TUGAS UTAMA ANAK ITU MEMANCING EMOSI ORTU
Obrolan ParENTING bersama mbak Gracia di pasar ragam.
Anak-anak dilahirkan untuk menuntun kita sebagai orangtua masuk ke dalam dan menyembuhkan luka-luka batin, bukan sebaliknya dengan kemasan bahasa “Mendidik” atau “Mendisiplinkan”, kita malah menularkan luka bathin kita pada si kecil yang masih murni.
Dikala sudah besar, kita perlu menyadari bahwa bathin kita penuh dengan goresan akibat gesekan yang terjadi sewaktu kita kecil, biasanya luka-luka ini terjadi karena hubungan kita dengan orangtua, mungkin kita telah berhasil menutupnya’, mengalihkannya namun bukan menyembuhkannya.
Dengan berbagai dalil dan pembenaran kita merasa tidak apa-apa, baik-baik saja, namun didalam hati kecil kita tahu bahwa ada sesuatu yang tidak beres.
Sebagian besar orang dewasa telah terbajak oleh emosinya, apakah itu kemarahan, ketakutan, kesedihan atau lainnya, dari dasar emosi inilah kita mengambil keputusan, menghakimi, mengejar sesuatu dan bertindak-laku lainnya.
Walau disisi lain kita telah belajar sopan-santun, etika, menahan agar emosi yang di dalam tidak keluar, kita mengatur cara kita berpakaian, berbicara dan bergerak namun letupan dari dalam yang mendidih tidak bisa dihindari.
Seperti alam yang selalu mencari keseimbangan begitupula tubuh dan bathin ini yang ingin sehat dari luka-luka yang di derita.
Sewaktu kita mencari pasangan bawah sadar kita mencari orang yang bisa menyembuhkan luka bathin kita, biasanya pasangan kita mempunyai ke-khas-an alias kemiripan dengan salah satu orang tua yang hubungannya kurang akur dengan kita.

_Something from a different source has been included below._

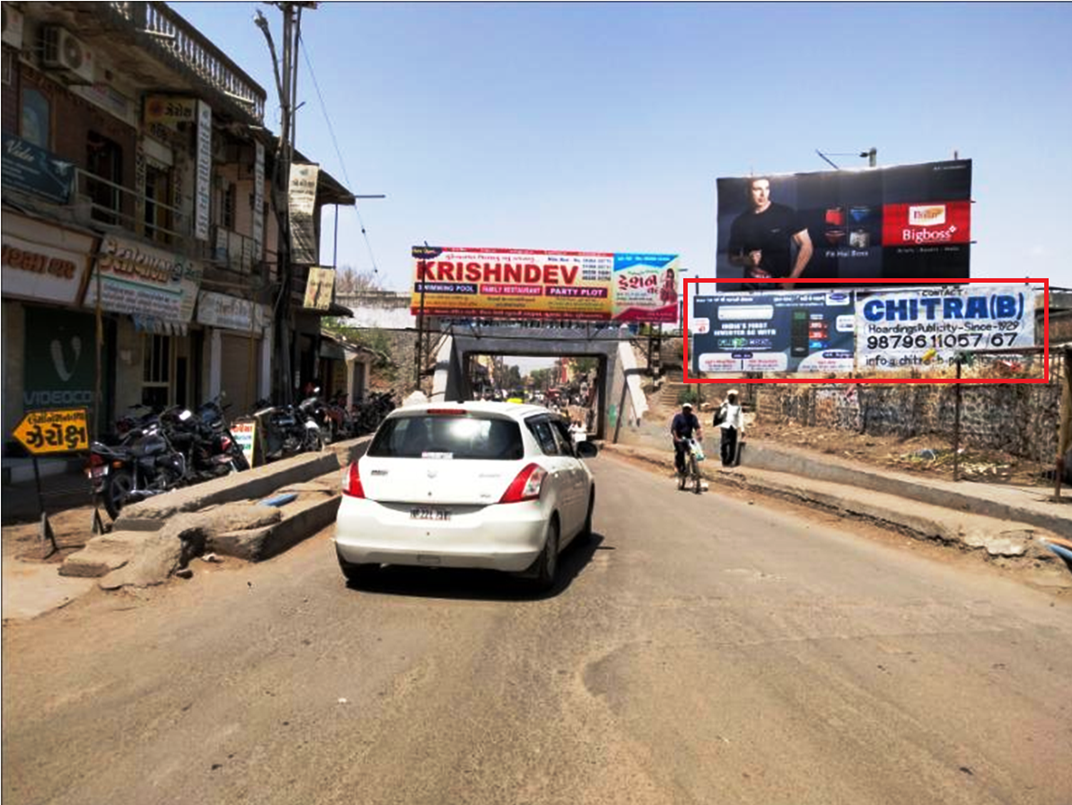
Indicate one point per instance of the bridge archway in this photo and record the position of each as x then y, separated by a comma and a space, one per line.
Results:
603, 343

Tujuannya bawah sadar agar kita mengenali masalah yang ada di dalam diri dan membereskannya dengan cara mengerti, memahami dan menyadari, namun yang terjadi seringkali sebaliknya, kita malah ‘membereskan’ pasangan kita.
Ketika anak lahir, ia terhubung dengan luka-luka yang ada di dalam hati kita, anak mengenal betul dimana tombol merah yang ada di diri kita, dan ia seolah mempunyai ‘Tugas’ untuk memencet bara tersebut.

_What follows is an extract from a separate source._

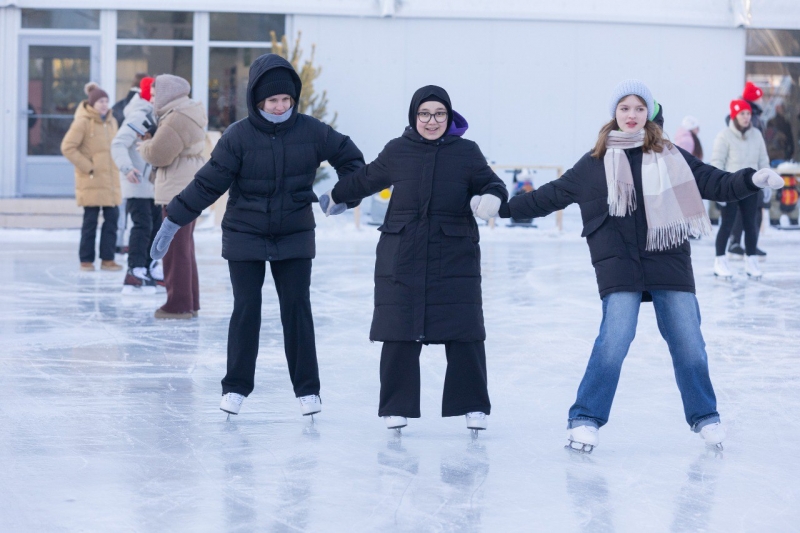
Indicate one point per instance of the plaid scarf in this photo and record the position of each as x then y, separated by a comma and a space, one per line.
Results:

Sebagai contoh kehidupan kami.
Sewaktu Rigpa menjatuhkan piring nasinya, saya merasa hal itu biasa, saya santai kaya dipantai sementara Tika walau tidak punya namun ia merasa jenggotnya terbakar.
Namun disuatu saat ketika dengan tenangnya Rigpa melempakan sebuah mainannya ke kolam di depan rumah, saya terkejut dengan reaksi saya yang mengerang, saya menyadari tangan saya mengepal kuat dan nafas panas saya keluar dengan gigi yang berhimpitan erat.

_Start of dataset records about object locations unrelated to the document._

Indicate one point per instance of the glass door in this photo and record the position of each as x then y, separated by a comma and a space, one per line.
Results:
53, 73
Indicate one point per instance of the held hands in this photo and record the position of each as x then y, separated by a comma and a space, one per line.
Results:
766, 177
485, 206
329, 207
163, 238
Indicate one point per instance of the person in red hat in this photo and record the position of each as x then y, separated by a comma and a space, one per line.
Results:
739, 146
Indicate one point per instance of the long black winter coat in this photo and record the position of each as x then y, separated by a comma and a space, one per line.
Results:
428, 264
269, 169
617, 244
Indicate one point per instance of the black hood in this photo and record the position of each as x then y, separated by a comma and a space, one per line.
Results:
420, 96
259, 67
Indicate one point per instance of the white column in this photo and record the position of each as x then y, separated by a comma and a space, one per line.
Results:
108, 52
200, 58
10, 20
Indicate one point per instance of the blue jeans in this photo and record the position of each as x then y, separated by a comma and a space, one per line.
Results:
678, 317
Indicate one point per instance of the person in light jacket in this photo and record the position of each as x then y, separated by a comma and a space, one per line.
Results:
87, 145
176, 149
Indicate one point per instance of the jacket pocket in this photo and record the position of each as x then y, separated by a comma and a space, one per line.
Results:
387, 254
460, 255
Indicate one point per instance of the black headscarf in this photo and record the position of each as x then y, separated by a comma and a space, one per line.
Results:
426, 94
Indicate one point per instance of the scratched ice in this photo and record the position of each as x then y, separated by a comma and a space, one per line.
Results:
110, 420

Ini adalah hal kecil, masalah sepele, namun mengapa bisa memancing naga merah membara keluar dari diri saya?
Saya kaget sekali bahwa ada kemarahan yang amat besar dalam diri saya yang selama ini saya anggap sudah padam.
Saat seperti inilah saat yang paling penting dalam diri manusia, ini adalah titik krusial yang dimana kita bisa pilih mau dibawah kemana kesadaran diri ini.
Dahulu sebelum menyadari hal ini, seperti kebanyakan orang saya akan berusaha untuk mengontrol keadaan luar dengan cara marah dan mengancam agar orang lain untuk tidak melakukan tindakan yang membuat saya marah lagi.
Sekarang tatkala naga keluar, sebelum ia kembali dan bersembunyi lagi, saya pastikan memegang buntutnya dan mengikuti kemana ia pergi dan mendekam.
Berbekal rasa marah, sedih, takut yang memuncak inilah saya bermeditasi, menyelam kedalam ke tempat dimana pertama kali emosi itu muncul.
Kita hanya bisa memberi apa yang kita punya, kita tidak mungkin sering marah kalau kita tidak mempunyai kemarahan di dalam.
Kita sudah terlalu banyak berdebat untuk mencari solusi, kita hanya menutup satu masalah yang muncul sambil menunggu masalah lain hadir.
Kita perlu sekali mengurangi cara-cara instan dengan mengatur semua yang di luar dan kembali kedalam untuk mengerti darimana semua masalah berawal.
Dan tidak ada orang lain yang lebih lihai menunjukkan tempat luka membara, tidak ada orang yang lebih jago memancing naga keluar, dan tidak ada orang lain yang mampu menuntun kita pada kesadaran yang lebih luas selain sang guru besar yang berbadan mungil.